The legal foundations of markets
The legal system and its rules and norms facilitate the formation of formal and informal markets on which voluntary, value-creating exchanges and resource movements can take place. As Coase (1991) notes, 'without the appropriate institutions no market economy of any significance is possible'. Just as understanding markets, the process of trade and the gains from trade are all central to understanding economics, understanding the role that legal rules and institutions play in facilitating economic exchange is a vital part of understanding of the very same phenomena.
Legal rules influence market outcomes by altering the incentives faced by individuals participating in the market process. Rules, remedies and punishments send 'price' signals to consumers and producers in the form of expected damages and other remedies (in the case of private law), or fines, imprisonment terms and other punishments such as the death penalty (in the case of public and criminal law). In an efficient legal system, legal rules, remedies and punishments maximise the net economic benefits of the market process.

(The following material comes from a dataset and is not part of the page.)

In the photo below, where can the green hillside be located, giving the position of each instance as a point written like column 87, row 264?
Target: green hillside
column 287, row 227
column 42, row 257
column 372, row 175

Some legal institutions and rules are more important than others. Private property rights, contract law and accident law all play a vital part in market economies in influencing the efficiency or otherwise of resource allocation. Some legal rules can boost the gains from trade, some can hinder trade and detract from economic well-being, and some - very surprisingly - may be completely irrelevant for determining observed market outcomes.

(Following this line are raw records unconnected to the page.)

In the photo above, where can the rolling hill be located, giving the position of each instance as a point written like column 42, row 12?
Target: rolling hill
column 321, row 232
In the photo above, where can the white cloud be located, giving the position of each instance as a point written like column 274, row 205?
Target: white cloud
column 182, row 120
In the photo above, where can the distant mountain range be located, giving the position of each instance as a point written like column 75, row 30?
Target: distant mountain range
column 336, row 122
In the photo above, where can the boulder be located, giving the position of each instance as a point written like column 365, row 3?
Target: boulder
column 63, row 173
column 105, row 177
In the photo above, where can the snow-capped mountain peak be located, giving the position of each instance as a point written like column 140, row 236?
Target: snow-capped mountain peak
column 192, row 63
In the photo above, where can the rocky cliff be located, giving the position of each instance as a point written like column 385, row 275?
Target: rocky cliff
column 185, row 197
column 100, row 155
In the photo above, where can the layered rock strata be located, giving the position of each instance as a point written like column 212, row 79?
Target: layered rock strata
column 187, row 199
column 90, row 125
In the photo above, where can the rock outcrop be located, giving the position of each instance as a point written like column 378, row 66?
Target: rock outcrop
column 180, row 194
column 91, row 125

The field of law and economics - the focus of this book - studies how the legal rules that govern interactions between individuals can affect market outcomes and the allocation of scarce resources, and how these rules alter individuals' incentives, well-being, and the gains from trade and specialisation. Law and economics focus on four separate but related propositions, all of which are explored in this book:1
- 1. The Invisible Hand Theorem (also known as the First Fundamental Theorem of Welfare Economics): Under certain assumptions, competitive markets produce efficient outcomes.

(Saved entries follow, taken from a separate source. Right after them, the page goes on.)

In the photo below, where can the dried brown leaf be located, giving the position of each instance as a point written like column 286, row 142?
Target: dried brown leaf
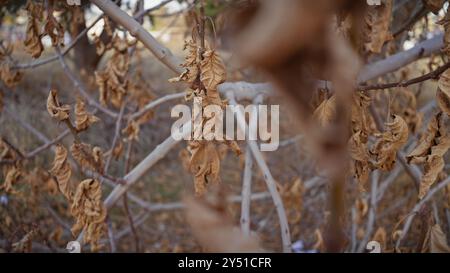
column 83, row 119
column 55, row 109
column 378, row 21
column 213, row 70
column 438, row 240
column 215, row 231
column 62, row 171
column 88, row 157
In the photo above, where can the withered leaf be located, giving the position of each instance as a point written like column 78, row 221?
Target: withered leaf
column 385, row 150
column 204, row 165
column 438, row 240
column 88, row 157
column 378, row 21
column 87, row 207
column 213, row 70
column 33, row 44
column 62, row 171
column 326, row 111
column 55, row 109
column 207, row 222
column 443, row 92
column 83, row 119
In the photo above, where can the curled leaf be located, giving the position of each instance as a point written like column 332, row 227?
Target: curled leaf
column 54, row 29
column 62, row 171
column 12, row 174
column 443, row 92
column 326, row 111
column 204, row 165
column 83, row 119
column 55, row 109
column 88, row 157
column 385, row 150
column 378, row 21
column 213, row 70
column 438, row 240
column 208, row 221
column 87, row 207
column 33, row 44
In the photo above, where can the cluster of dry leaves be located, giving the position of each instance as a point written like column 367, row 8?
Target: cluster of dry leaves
column 341, row 123
column 85, row 200
column 204, row 71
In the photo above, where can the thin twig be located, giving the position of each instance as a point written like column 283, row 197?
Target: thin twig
column 80, row 87
column 429, row 76
column 417, row 209
column 116, row 136
column 155, row 103
column 372, row 211
column 246, row 193
column 268, row 178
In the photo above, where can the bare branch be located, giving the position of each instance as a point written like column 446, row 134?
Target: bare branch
column 80, row 87
column 270, row 181
column 417, row 209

- 2. The Efficiency Version of the Coase Theorem: If transaction costs are sufficiently low and legal rights are well defined, legal conflicts (which would otherwise arise over uncompensated costs and benefits that are due to activities which generate external effects) are resolved in an efficient manner via mutually advantageous, voluntary exchange.
- 3. The Economic Role of the Legal Rules (Normative Version): If
transaction costs are not sufficiently low, so that the conclusion of the Coase Theorem does not hold, then legal rules should be designed in such a way to ensure an efficient allocation of resources.
4. The Economic Role of Legal Rules (Positive Version): The system of legal rules developed under the common law (that is, the system of judge or court-made law which is based on precedent, as opposed to statute-based law) in fact evolves over time to ensure an efficient allocation of resources.